So I just started writing in CUDA, following the An Even Easier Introduction to CUDA guide. So far so good. Then I wanted to implement a neural network, which gave me quite some calls to the function cudaMallocManaged()
. So, to make things more readable, I decided to put these in a different function called allocateStuff() (see code below). When I then run the program using nvprof this does not show the GPU time of layerInit() and instead gives the following warning:
Warning: 1 records have invalid timestamps due to insufficient device buffer space. You can configure the buffer space using the option --device-buffer-size.

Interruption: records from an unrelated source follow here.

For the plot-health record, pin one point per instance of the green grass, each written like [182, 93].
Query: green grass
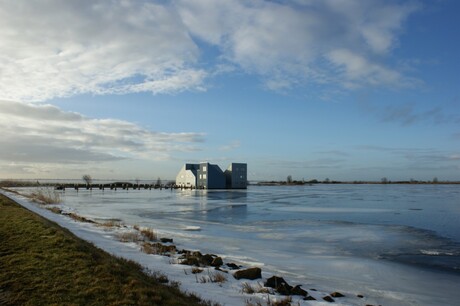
[44, 264]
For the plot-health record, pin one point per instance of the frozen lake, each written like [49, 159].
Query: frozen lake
[399, 244]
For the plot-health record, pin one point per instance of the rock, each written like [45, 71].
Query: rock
[337, 294]
[298, 291]
[217, 262]
[250, 273]
[279, 284]
[274, 282]
[233, 266]
[284, 289]
[207, 259]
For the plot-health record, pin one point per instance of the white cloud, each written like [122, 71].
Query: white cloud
[34, 134]
[297, 42]
[62, 48]
[231, 146]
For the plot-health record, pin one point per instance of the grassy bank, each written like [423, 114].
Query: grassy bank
[44, 264]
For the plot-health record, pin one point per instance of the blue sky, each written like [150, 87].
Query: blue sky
[345, 90]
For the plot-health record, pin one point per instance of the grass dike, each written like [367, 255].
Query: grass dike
[42, 263]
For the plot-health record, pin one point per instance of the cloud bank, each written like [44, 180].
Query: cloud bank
[63, 48]
[44, 134]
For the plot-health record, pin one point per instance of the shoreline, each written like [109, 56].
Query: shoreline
[230, 292]
[247, 290]
[43, 263]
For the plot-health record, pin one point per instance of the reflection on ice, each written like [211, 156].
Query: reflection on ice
[400, 244]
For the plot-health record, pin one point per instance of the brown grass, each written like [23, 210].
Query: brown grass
[131, 236]
[44, 264]
[45, 196]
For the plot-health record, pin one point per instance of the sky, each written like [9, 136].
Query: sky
[338, 89]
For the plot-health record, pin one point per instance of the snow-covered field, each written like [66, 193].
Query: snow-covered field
[394, 245]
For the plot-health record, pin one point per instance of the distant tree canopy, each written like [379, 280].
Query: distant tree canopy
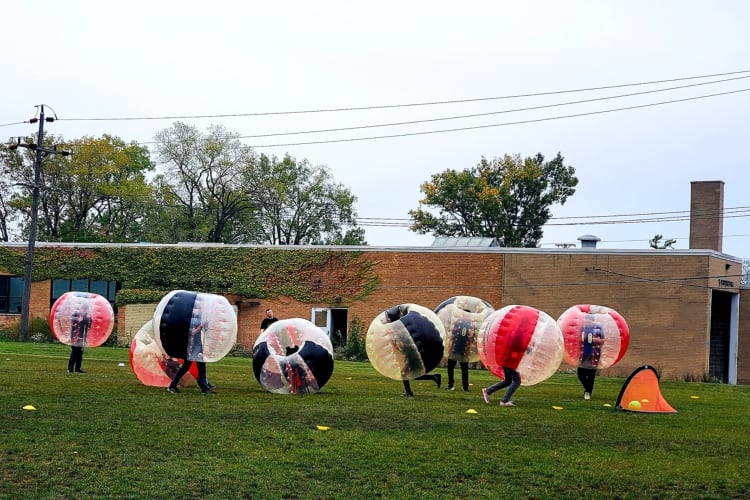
[506, 198]
[206, 187]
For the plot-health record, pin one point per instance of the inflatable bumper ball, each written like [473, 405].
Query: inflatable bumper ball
[151, 365]
[405, 342]
[195, 326]
[293, 356]
[462, 317]
[82, 319]
[595, 336]
[522, 338]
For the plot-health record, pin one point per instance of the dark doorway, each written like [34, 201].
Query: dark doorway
[718, 356]
[339, 326]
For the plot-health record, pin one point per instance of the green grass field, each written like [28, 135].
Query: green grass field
[103, 434]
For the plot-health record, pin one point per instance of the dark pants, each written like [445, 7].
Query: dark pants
[76, 358]
[407, 385]
[464, 373]
[512, 382]
[184, 368]
[587, 377]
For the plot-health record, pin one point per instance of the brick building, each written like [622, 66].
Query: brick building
[682, 306]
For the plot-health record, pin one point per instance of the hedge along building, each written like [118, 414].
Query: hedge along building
[682, 306]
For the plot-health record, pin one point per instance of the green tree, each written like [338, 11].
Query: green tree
[201, 194]
[299, 204]
[656, 242]
[95, 194]
[506, 198]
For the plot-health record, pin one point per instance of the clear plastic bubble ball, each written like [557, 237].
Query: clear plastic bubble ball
[293, 356]
[522, 338]
[151, 365]
[462, 316]
[405, 341]
[195, 326]
[82, 319]
[595, 336]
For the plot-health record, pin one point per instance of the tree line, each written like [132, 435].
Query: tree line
[209, 188]
[206, 186]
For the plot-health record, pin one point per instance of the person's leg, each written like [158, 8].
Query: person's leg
[178, 376]
[515, 382]
[465, 375]
[407, 389]
[586, 376]
[72, 359]
[77, 355]
[494, 388]
[435, 377]
[451, 374]
[203, 379]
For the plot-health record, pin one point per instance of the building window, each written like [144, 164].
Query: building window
[11, 294]
[106, 289]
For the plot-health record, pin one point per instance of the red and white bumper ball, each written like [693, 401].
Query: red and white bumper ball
[595, 336]
[195, 326]
[462, 316]
[82, 319]
[522, 338]
[151, 365]
[293, 356]
[405, 342]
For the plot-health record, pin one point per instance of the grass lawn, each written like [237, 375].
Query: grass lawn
[103, 434]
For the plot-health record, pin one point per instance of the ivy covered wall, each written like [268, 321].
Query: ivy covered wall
[146, 273]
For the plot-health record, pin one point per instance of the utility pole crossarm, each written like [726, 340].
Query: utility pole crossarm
[42, 154]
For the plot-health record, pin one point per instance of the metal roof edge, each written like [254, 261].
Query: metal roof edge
[393, 249]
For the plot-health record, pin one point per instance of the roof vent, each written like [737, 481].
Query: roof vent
[589, 240]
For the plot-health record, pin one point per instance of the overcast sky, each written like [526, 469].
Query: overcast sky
[138, 59]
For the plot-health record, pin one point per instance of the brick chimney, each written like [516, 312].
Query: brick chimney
[706, 215]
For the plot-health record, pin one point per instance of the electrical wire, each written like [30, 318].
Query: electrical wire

However, when I put the code in the allocateStuff() function directly in main(), the warning does not happen and the GPU time for layerInit() is shown. So now my question is: what do I do wrong in this function, or else what is the reason that it (apparently) overflows the buffer?
Code:
#include <cuda_profiler_api.h>
#include <iostream>
#include <vector>
__global__
void layerInit(const unsigned int firstNodes,
const unsigned int secondNodes,
const unsigned int resultNodes,
float *firstLayer,
float *secondLayer,
float *resultLayer) {
int index = blockIdx.x * blockDim.x + threadIdx.x;
int stride = blockDim.x * gridDim.x;
for (unsigned int i = index; i < firstNodes; i += stride) {
firstLayer[i] = 0.0f;
}
for (unsigned int i = index; i < secondNodes; i += stride) {
secondLayer[i] = 0.0f;
}
for (unsigned int i = index; i < resultNodes; i += stride) {
resultLayer[i] = 0.0f;
}
}
void allocateStuff(const unsigned int firstNodes,
const unsigned int secondNodes,
const unsigned int resultNodes,
float *firstLayer,
float *secondLayer,
float *resultLayer,
std::vector<float*> &firstWeightLayer,
std::vector<float*> &secondWeightLayer) {
cudaMallocManaged(&firstLayer, firstNodes * sizeof(float));
cudaMallocManaged(&secondLayer, secondNodes * sizeof(float));
cudaMallocManaged(&resultLayer, resultNodes * sizeof(float));
for (auto& nodeLayer : firstWeightLayer) {
cudaMallocManaged(&nodeLayer, secondNodes * sizeof(float));
}
for (auto& nodeLayer : secondWeightLayer) {
cudaMallocManaged(&nodeLayer, resultNodes * sizeof(float));
}
}
template<typename T, typename... Args>
void freeStuff(T *t) {
cudaFree(t);
}
template<typename T, typename... Args>
void freeStuff(T *t, Args... args) {
freeStuff(&t);
freeStuff(args...);
}
void freeStuff(std::vector<float*> &vec) {
for (auto& v : vec) {
freeStuff(&v);
}
}
int main () {
unsigned int firstNodes = 5, secondNodes = 3, resultNodes = 1;
float *firstLayer = new float[firstNodes];
float *secondLayer = new float[secondNodes];
float *resultLayer = new float[resultNodes];
std::vector<float*> firstWeightLayer(firstNodes, new float[secondNodes]);
std::vector<float*> secondWeightLayer(secondNodes, new float[resultNodes]);
allocateStuff(firstNodes, secondNodes, resultNodes,
firstLayer, secondLayer, resultLayer,
firstWeightLayer,secondWeightLayer);
layerInit<<<1,256>>>(firstNodes,
secondNodes,
resultNodes,
firstLayer,
secondLayer,
resultLayer);
cudaDeviceSynchronize();
freeStuff(firstLayer, secondLayer, resultLayer);
freeStuff(firstWeightLayer);
freeStuff(secondWeightLayer);
cudaProfilerStop();
return 0;
}
Output of nvprof ./executable
with function allocateStuff():
==18608== NVPROF is profiling process 18608, command: ./executable
==18608== Profiling application: ./executable
==18608== Warning: 1 records have invalid timestamps due to insufficient device buffer space. You can configure the buffer space using the option --device-buffer-size.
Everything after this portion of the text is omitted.